Matt Muller, a Jackson County Farm Bureau member, has been chosen by Gov. Mary Fallin to serve a seven-year term on the Oklahoma Water Resources Board.
Representing all geographic areas of the state and diverse groups of water users, the OWRB board of directors define policy and conduct the state’s water business.
“A plentiful water supply is absolutely critical to the success of Oklahoma agriculture,” said Rodd Moesel, Oklahoma Farm Bureau president. “As a family farmer with direct experience in conserving and using water, Matt will serve the OWRB well as it decides how to best steward our state’s most important resource.”
A fourth-generation farmer, Muller grows cotton, wheat, grain sorghum, mungbeans and Bermuda grass hay on his family’s farm near Martha, Oklahoma. Farming in often drought-stricken western Oklahoma, Muller has relied largely on innovative water conservation methods.
Muller irrigates crops with water supplied by the Lugert-Altus Irrigation District and available wells. He has installed subsurface drip irrigation systems to conserve water resources, and he uses a rainwater collection system to further maximize efficient natural resource use.
The southwestern Oklahoma farmer serves on the Jackson County Farm Bureau board of directors and has served as a delegate to numerous AFBF annual meetings and numerous state Farm Bureau committees.
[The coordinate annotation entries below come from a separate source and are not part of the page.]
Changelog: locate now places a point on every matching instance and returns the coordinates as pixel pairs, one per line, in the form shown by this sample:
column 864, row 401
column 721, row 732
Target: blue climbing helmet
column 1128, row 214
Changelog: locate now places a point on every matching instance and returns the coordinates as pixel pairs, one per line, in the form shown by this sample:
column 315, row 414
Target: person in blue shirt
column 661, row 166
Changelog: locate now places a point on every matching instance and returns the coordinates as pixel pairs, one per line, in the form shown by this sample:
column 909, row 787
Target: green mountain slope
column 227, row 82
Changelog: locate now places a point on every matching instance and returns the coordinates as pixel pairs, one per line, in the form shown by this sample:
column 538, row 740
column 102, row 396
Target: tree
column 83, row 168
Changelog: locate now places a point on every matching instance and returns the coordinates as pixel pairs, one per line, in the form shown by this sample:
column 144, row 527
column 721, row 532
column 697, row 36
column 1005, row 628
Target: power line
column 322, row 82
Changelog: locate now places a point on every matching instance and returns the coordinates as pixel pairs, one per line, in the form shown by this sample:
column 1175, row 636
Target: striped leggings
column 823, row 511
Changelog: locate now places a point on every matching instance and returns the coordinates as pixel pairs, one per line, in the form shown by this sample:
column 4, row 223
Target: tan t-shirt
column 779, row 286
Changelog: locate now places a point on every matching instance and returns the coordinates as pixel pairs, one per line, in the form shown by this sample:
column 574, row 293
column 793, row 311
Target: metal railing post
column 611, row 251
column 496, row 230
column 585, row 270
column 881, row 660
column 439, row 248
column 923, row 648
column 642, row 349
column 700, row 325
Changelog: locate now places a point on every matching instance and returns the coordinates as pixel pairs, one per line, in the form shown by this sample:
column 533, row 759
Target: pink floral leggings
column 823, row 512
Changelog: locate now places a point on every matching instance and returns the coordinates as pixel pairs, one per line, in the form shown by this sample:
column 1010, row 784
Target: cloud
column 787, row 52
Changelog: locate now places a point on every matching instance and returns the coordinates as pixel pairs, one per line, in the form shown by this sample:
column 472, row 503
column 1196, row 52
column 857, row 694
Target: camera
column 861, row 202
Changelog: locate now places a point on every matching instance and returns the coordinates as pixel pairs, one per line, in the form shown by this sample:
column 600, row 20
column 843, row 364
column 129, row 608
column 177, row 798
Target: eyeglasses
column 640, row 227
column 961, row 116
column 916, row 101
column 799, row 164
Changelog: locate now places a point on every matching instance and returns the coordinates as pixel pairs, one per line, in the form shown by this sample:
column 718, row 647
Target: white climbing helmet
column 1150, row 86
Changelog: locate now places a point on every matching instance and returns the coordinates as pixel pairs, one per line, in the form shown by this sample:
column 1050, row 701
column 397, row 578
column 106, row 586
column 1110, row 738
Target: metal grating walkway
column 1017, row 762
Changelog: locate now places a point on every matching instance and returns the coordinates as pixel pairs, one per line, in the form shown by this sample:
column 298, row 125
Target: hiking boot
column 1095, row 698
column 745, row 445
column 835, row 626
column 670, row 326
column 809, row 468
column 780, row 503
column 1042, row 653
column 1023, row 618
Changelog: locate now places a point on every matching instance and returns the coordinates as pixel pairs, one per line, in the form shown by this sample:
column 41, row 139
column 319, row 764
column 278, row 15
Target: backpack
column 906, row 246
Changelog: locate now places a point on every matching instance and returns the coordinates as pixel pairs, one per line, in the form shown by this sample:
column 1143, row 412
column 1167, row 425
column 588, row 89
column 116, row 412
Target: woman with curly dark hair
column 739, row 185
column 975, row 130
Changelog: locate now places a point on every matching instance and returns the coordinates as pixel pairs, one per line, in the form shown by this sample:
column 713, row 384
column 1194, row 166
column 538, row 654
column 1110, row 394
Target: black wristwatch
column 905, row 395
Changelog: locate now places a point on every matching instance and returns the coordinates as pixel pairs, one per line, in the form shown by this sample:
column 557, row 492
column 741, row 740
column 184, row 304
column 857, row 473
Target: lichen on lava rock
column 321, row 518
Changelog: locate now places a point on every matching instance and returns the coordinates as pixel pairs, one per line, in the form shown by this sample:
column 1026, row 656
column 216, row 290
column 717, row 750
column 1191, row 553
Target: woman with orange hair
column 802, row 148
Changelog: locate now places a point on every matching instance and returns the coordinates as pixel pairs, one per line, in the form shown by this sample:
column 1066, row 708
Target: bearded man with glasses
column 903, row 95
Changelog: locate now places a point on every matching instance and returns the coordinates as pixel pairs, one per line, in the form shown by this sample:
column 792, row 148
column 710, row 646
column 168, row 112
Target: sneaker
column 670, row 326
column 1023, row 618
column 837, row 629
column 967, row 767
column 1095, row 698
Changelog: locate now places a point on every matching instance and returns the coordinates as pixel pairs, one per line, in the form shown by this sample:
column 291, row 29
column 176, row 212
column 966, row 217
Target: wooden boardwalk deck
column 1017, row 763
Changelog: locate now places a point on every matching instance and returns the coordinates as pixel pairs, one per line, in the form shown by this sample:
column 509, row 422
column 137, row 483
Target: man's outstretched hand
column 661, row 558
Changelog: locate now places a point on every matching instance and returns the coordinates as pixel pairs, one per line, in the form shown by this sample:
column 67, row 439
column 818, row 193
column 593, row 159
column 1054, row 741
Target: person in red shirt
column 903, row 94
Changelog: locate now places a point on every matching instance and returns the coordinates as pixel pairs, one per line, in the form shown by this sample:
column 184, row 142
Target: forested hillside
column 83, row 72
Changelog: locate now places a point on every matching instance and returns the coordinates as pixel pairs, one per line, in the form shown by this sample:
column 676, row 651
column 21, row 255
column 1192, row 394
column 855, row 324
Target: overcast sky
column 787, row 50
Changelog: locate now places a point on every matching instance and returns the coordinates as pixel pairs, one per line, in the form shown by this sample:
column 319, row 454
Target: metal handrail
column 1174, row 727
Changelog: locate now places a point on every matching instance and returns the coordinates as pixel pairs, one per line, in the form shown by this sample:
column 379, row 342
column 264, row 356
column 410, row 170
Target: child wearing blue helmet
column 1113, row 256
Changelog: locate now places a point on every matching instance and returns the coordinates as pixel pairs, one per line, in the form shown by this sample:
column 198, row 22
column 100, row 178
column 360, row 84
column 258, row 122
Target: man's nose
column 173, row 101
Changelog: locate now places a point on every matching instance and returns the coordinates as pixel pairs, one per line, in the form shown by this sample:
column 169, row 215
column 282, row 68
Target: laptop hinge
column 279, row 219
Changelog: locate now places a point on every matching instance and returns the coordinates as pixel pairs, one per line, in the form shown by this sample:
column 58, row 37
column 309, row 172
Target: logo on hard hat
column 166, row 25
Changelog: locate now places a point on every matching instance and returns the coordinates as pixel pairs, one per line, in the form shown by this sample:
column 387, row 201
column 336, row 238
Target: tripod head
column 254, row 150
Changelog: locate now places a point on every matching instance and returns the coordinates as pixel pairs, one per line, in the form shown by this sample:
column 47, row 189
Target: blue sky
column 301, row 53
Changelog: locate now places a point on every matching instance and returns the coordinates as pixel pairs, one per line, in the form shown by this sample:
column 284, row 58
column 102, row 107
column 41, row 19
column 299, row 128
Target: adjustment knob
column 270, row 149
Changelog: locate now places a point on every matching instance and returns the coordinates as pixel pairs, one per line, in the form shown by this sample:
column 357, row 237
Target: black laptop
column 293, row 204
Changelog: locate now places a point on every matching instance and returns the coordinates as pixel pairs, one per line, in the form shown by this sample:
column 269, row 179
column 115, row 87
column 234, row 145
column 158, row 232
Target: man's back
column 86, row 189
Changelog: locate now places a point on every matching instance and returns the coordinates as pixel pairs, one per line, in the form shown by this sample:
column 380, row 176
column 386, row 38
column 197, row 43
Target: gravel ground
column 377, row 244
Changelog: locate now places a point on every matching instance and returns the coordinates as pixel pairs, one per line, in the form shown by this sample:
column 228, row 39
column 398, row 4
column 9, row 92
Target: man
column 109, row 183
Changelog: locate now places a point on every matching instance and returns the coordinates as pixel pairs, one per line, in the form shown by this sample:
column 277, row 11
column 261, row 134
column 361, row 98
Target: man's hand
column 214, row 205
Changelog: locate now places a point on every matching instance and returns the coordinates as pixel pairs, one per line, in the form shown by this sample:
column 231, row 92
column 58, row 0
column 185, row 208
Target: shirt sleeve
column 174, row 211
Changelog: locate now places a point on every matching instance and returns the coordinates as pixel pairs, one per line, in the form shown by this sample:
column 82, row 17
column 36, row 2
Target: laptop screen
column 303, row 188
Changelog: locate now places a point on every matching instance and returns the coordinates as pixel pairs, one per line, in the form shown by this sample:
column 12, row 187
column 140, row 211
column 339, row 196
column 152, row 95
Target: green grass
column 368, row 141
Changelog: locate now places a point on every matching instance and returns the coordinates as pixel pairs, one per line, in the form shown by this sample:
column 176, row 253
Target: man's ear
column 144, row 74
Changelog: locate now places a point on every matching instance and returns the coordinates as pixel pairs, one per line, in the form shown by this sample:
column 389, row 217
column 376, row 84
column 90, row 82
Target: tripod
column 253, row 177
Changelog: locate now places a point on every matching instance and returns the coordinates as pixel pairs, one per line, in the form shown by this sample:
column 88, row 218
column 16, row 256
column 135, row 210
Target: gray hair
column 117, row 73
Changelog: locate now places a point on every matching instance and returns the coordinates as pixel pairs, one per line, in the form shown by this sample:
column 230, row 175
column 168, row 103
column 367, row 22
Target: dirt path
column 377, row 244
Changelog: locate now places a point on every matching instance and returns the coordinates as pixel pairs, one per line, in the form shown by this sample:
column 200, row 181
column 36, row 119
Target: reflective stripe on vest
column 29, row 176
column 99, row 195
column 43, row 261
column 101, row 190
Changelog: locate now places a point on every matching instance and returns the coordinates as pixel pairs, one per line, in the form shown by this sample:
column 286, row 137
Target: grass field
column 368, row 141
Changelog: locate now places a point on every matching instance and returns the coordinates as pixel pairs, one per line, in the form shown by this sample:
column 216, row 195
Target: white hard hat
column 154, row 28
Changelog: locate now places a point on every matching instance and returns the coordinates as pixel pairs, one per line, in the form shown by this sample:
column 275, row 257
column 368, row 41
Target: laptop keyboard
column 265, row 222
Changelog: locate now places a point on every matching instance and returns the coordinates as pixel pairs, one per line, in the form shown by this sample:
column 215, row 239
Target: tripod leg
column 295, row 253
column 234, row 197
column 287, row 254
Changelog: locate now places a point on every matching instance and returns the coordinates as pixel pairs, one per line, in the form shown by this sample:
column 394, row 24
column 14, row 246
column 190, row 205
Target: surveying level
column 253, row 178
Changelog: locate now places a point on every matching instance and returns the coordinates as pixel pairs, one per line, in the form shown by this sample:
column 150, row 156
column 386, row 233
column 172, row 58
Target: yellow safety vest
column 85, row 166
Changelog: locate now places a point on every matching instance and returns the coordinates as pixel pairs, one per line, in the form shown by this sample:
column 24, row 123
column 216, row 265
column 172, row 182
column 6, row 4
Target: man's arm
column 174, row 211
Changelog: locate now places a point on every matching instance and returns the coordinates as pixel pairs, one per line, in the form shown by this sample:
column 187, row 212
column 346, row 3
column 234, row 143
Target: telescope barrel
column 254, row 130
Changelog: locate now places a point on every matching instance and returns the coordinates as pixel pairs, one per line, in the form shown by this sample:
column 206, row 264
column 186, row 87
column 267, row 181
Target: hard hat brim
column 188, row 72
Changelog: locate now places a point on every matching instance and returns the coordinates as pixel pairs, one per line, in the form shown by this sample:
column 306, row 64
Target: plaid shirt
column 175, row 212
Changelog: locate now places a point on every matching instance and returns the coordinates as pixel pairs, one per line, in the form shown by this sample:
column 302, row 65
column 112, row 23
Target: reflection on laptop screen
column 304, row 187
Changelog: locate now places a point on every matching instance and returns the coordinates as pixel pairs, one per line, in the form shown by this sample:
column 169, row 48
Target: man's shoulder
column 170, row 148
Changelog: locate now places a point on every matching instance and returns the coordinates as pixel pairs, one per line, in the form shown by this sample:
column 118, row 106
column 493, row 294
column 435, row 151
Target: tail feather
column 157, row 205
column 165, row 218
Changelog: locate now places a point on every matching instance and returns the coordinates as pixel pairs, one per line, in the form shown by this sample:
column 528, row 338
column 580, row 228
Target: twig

He and his wife, Kellie, served as the Oklahoma Farm Bureau Young Farmers and Ranchers chairmen in 2003-2004, and received the 2006 American Farm Bureau Federation Young Farmers and Ranchers Achievement Award, the only Oklahomans to ever win the award. The family was named OKFB’s 2015 Farm Family of the Year.
The Mullers’ four children, Taylor, Levi, Luke and Lincoln, also farm alongside the couple.